Entitled the Radical War Memorial and enclosed within a bronze ring, it will be mounted on a sandstone plinth and take pride of place in Bank Street, Greenock where, nearly two centuries ago, eight townsfolk were killed by government-hired militia. The youngest of the victims was eight-year-old James McGilp and the oldest was 65-year-old John MacWhinnie – and it is their hands, clasped in solidarity, which are symbolised in Angela’s work.

The backcloth is the so-called Radical War, also dubbed the Scottish Insurrection, which saw widespread strikes and demands for reform, particularly from weavers impoverished by economic downturn.

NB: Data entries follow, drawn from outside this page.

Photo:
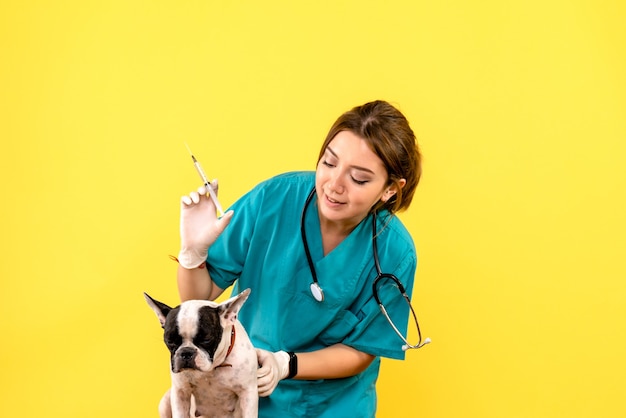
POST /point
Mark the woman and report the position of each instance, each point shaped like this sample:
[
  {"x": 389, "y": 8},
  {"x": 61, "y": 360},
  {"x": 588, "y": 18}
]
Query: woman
[{"x": 319, "y": 350}]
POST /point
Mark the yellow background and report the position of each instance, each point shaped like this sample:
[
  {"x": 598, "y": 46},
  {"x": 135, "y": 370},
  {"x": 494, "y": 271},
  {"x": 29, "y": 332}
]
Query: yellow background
[{"x": 520, "y": 110}]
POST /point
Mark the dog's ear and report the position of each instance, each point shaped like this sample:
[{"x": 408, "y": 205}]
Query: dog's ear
[
  {"x": 159, "y": 308},
  {"x": 230, "y": 308}
]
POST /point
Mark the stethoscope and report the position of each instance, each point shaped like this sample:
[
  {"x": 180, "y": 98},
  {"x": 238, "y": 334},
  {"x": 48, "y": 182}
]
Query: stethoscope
[{"x": 318, "y": 293}]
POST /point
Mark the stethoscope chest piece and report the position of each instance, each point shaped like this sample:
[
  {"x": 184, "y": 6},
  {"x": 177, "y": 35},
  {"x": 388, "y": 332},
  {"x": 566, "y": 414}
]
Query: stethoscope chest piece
[{"x": 317, "y": 292}]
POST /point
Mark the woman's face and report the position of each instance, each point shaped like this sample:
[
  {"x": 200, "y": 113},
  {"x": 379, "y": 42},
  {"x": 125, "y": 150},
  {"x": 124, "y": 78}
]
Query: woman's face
[{"x": 350, "y": 179}]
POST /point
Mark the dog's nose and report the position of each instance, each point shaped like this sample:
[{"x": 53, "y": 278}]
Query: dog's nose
[{"x": 187, "y": 353}]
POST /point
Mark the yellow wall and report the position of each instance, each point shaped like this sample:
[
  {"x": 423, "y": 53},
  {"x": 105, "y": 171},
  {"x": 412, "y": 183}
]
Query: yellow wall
[{"x": 520, "y": 110}]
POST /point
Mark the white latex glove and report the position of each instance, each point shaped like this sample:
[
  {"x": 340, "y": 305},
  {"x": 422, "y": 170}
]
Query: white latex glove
[
  {"x": 199, "y": 226},
  {"x": 274, "y": 367}
]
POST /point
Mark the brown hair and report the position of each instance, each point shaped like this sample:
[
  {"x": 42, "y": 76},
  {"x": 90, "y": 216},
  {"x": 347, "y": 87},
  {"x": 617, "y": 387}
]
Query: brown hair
[{"x": 389, "y": 135}]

The unrest spilled into Greenock on Saturday, April 20, 1820, when a party of prisoners was being escorted to the town’s jail by the militia set up to crush the movement.

Locals took to the streets to protest and, on their way back from the jail, the militia responded to insults and stone-throwing by opening fire – killing eight people and wounding 10 others.

In the aftermath of the insurrection in Scotland, six reformers were executed and many others transported to the new penal colonies of Australia.

Among those who opposed the radical movement was Sir Walter Scott on whose advice unemployed weavers from the west of Scotland were put to work paving a track around Salisbury Crags in Edinburgh. The path is still known as the Radical Road.

“It’s a great privilege to be able to cast some light on a part of Scotland’s secret history which we were never taught in school,” said Angela.

The commission, from regeneration firm Riverside Inverclyde, follows a long local campaign led by Councillor Jim Cloherty, depute leader of Inverclyde Council.

And it includes a memorial wall, bearing the names of all those who were killed alongside the words “Remember the 8th of April that bloody day when many were wounded and carried away”, which has been designed by landscape architect James Gordon of Broughton.

A provisional date of September 26 has been set for the unveiling which is expected to receive national media coverage. It is the latest high profile civic space commission Angela has undertaken.

In 2005 she completed five bronze penguins in Dundee city centre and, in 2009, she completed the immense bronze – Turning the Bull – which graces the Heart of Hawick.

In 2013, her bronze bust of rugby commentator Bill McLaren was unveiled at Murrayfield.